Mas desta vez o comboio vinha em duas prestações, divorciou-se pelo caminho, chegou ao oriente desorientado, desorientou-me e eu perdi mesmo a minha metade, onde é que já se viu um comboio não alinhar nos carris, deixar-se dividir assim e não sei quê, gosto sempre de ler e não sei quê. Fazia tenções, eu, de me sentar no meu lugar, recostar a cabeça e fechar os olhos antes de desatar a fazer qualquer coisa, a semana acabou e a dor no braço esqueceu-se de voltar depois do efeito do comprimido que tomei de manhã cedo para poder pegar ao trabalho em forma total sem falta.

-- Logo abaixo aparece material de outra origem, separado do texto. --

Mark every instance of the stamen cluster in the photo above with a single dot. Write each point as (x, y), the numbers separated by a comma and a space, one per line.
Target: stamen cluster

Na plataforma, é que ainda estamos na plataforma, olho o
relógio e vejo que o comboio se atrasou já dois minutos ou três, coisa inédita
sem chuva forte, cantoneiras caídas, um elefante espojado na linha ou nevões
incríveis, mas finalmente chega o alfa, há algo de másculo num comboio a chegar
que eu não sei descrever mas há, e traz carruagens com números, estranhos,
todos, ao da carruagem indicada no meu bilhete. Acaba o comboio e a minha carruagem nada, então que é
isto, corro à senhora fardada, senhora! senhora!, a minha carruagem não veio,
onde está a minha carruagem? (confirmo pela quinta vez o número do comboio, o
destino, a hora, os outros números, as referências, tudo tudo sem falhar nadinha). A
sua carruagem estava no desdobramento, minha senhora – a minha senhora sou eu nesta
cena - no quê?, no desdobramento, o que é isso? minha senhora não posso fazer
nada, o seu comboio já partiu, era aquele que parou na linha seis, esse? mas esse tinha outro número, ia para outro destino, vá falar com o revisor. E eu fui a correr,
bilhete no ar, antes que o comboio fuja, o revisor está rodeado de gente
indignada de bilhetes brandidos no ar, em aflição, cadê as carruagens,
mas isto mas aquilo, dois comboios com o mesmo número, toda a gente mas senhor
mas senhor, uma festa de bilhetes no ar, patético e autêntico, o revisor tem os
braços muitos grandes e tatuados e depois farta-se da malta toda de
repente porque já disse quatro vezes que somos todos da metade desdobramento e
não da metade normal, e a metade desdobramento já se foi embora, diz então, com um aceno tatuado no braço, vá, entrem,
arranjem lugar se puderem, que o comboio vai cheio, se não vão em pé! Corremos
todos às portas ainda abertas, ai jesus, entrei no resto de comboio (que não é a minha metade).
Eu, que não tenho jeito para arrancar pessoas dos seus
lugares nos comboios e depois me refastelar à vontade, isso não tenho, encosto-me à parede
ligeiramente côncava no extremo da carruagem em que estou, emprestada, e
depois deslizo por ali abaixo, em pé não dá, já trabalhei hoje doze horas muitas delas em pé, vou sentada no chão do alfa pendular até coimbra
e tenho muita sorte porque se me apetecer até sou capaz de ir deitada.
Portanto não posso contar nada do que se passa nas terras lusas que atravessamos, fazer um texto muito bonito, a lembrar as viagens na minha terra, à noite (já é de noite), mas mais moderno, claro, não posso.
Portanto não posso contar nada do que se passa nas terras lusas que atravessamos, fazer um texto muito bonito, a lembrar as viagens na minha terra, à noite (já é de noite), mas mais moderno, claro, não posso.
A meio deste post pendular um bocado enjoado (no chão o alfa enjoa mais) aparece o revisor das tatuagens e eu daqui estico o braço com o meu bilhete uma vez mais no ar e digo que vou reclamar e pedir o dinheiro de volta, ai vou. Ele que faço muito bem, faço faço, mas o que interessa é chegar a casa, não é, diz ele, lá isso é, penso eu, e depois acrescenta que as pessoas nunca reclamam, encolhe os ombros e desaparece comboio fora.
O que ele não sabe é que eu não sou as pessoas. Se fosse, teria escrito coimbra com letra maiúscula, como deve ser. E oriente. Mas como vinha enjoada, o post ficou assim na versão alfa. Pendular.